A recent survey by a big-four accounting firm captures feedback and insights from tax and financial executives at more than 500 global companies on just how difficult tax risk-management can be (Steady Course - Uncharted Waters, Ernst & Young). The key findings of the 2008 global tax-risk survey are summarized below:
The majority of survey respondents said they spend up to 20% of their time on tax-risk issues. More than 90% of the respondents said tax-risk management would be an important area for them over the next two years.
The trend in tax-risk management is to be proactive, and tax executives said they were becoming more efficient and broadening their response to risk. Linking into other parts of the organization, such as internal audit or the company's enterprise risk-management program, is important.
Communication is critical. Companies that have regular communication with their boards about tax-risk issues are more likely to have specific measures in place to address those risks. Eighty-seven percent of the respondents said they had well-established communication with senior management.
Companies whose boards hear about tax risk employ data collection and work-flow technology more effectively. Seventy-seven percent of the companies said the absence of skilled resources contributes to tax risk. They also struggle to train the people they have. And as companies increasingly operate on a global basis, managing resources in overseas locations is an issue.

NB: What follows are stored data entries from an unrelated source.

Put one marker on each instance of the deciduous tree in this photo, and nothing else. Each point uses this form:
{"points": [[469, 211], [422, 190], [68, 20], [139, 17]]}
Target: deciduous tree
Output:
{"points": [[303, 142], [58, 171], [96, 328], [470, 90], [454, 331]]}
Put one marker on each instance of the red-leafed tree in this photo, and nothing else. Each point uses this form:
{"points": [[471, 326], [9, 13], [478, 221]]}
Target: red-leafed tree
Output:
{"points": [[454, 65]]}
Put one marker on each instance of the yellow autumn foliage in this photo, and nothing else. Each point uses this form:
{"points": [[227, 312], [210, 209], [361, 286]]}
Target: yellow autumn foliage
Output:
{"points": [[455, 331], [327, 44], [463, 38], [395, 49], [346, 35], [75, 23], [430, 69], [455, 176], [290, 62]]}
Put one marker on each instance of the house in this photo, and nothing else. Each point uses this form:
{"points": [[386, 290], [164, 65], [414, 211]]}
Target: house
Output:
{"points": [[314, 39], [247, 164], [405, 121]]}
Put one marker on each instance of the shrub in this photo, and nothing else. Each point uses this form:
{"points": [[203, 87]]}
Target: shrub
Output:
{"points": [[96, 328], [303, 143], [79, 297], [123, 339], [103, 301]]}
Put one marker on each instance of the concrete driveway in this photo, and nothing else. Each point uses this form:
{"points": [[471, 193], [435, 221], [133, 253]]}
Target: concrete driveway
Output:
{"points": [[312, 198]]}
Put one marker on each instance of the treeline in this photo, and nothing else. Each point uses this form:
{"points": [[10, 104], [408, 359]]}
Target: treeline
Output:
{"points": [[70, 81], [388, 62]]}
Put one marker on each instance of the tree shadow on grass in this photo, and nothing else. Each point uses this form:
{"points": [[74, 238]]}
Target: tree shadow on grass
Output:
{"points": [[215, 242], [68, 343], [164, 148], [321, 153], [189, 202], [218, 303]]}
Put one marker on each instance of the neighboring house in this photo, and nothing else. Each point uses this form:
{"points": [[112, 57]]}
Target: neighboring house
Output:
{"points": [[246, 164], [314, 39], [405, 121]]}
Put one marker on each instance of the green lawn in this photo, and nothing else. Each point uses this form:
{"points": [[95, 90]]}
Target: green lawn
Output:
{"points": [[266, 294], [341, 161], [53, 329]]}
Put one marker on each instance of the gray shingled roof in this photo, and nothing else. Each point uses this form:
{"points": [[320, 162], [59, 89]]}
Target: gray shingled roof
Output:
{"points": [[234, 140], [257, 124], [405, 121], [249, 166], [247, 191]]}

Managing legislative change is a key area of concern for tax executives. Sixty-eight percent of the respondents said new or changing legislation was a major challenge, while 88% reported that "success in dealing with tax authorities" was an important measure.
Companies are struggling to understand the effect of IFRS accounting rules on their global operations or deal with increasingly sophisticated tax audits.
Almost 70% of the respondents said effective tax-rate planning across the group was critically important for them.